What is a 'Spot Exchange Rate'
A spot exchange rate is the price to exchange one currency for another for immediate delivery. The spot rates represent the prices buyers pay in one currency to purchase a second currency. Although the spot exchange rate is for delivery on the earliest value date, the standard settlement date for most spot transactions is two business days after the transaction date.
BREAKING DOWN 'Spot Exchange Rate'
The spot exchange rate is the price paid to sell one currency for another for delivery on the earliest possible value date.
The foreign exchange market is the largest and most liquid market in the world, with over $5 billion changing hands daily. The most actively traded currencies are the U.S. dollar; the euro, which is used in many continental European countries including Germany, France, and Italy; the British pound; Japanese yen; and Canadian dollar.
Trading takes place electronically around the world between large, multinational banks. Other active market participants include corporations, mutual funds, hedge funds, insurance companies and government entities. Transactions are for a wide range of purposes, including import and export payments, short- and long-term investments, loans and speculation.

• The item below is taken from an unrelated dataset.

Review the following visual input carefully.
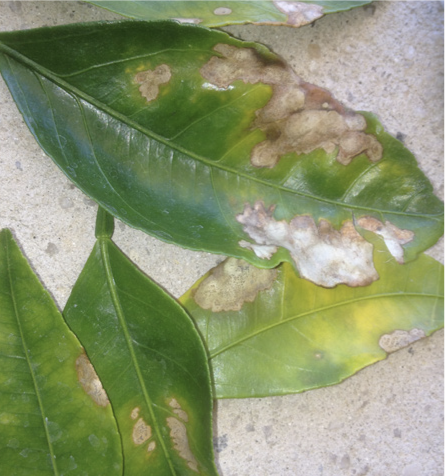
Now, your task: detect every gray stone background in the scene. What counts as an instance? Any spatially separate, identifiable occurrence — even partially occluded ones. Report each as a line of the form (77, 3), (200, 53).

Some currencies, especially in developing economies, are controlled by the government, which sets the spot exchange rate.

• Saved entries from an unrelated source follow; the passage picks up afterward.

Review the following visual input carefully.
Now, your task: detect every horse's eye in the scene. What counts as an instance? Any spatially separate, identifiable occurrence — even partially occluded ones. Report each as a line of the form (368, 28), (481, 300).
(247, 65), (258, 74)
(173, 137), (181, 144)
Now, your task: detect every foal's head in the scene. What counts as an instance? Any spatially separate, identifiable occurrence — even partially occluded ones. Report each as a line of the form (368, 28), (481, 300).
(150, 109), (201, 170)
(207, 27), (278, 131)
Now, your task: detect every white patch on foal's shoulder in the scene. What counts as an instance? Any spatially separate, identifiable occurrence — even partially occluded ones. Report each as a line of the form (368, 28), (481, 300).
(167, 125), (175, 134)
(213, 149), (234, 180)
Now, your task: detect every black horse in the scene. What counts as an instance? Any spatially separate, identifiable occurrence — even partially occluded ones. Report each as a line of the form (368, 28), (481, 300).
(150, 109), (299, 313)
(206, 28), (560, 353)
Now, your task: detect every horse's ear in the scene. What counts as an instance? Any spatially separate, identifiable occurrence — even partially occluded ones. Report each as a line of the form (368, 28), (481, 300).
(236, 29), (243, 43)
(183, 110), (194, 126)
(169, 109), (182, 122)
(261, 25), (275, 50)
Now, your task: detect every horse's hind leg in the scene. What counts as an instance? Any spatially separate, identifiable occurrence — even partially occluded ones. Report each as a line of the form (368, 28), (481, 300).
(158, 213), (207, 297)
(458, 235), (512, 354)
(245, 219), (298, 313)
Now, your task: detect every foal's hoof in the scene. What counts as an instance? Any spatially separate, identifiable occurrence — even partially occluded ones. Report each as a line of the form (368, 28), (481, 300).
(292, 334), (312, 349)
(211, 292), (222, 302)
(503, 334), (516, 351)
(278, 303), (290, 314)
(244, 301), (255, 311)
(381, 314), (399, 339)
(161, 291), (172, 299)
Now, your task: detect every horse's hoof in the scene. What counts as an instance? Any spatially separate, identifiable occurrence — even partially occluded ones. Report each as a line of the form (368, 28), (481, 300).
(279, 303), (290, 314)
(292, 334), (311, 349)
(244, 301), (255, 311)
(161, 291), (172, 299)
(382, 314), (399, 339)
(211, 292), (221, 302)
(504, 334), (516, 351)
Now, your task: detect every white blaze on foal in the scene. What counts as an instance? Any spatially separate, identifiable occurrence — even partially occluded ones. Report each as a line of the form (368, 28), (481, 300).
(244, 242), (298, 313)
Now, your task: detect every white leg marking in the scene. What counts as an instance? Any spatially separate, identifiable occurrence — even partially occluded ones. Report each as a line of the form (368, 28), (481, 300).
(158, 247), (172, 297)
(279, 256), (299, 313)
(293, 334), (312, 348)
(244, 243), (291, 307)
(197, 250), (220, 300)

For most spot foreign exchange transactions, the settlement date is two business days after the transaction date. The most common exception to the rule is the U.S. dollar vs. the Canadian dollar, which settles on the next business day. Weekends and holidays mean that two business days is often far more than two calendar days, especially during the Christmas and Easter holiday season.
On the transaction date, the two parties to the transaction agree on the price, which is the number of units of currency A that will be exchanged for currency B. The parties also agree on the value of the transaction in both currencies and the settlement date. If both currencies are to be delivered, the parties also exchange bank information. Speculators often buy and sell multiple times for the same settlement date, in which case the transactions are netted and only the gain or loss is settled.
The foreign exchange spot market can be very volatile; in the short term, rates are often driven by rumor, speculation and technical trading. In the long term, rates are generally driven by a combination of economic growth and interest rate differentials. Central banks sometimes intervene to smooth the market, either by buying or selling the local currency or by adjusting interest rates.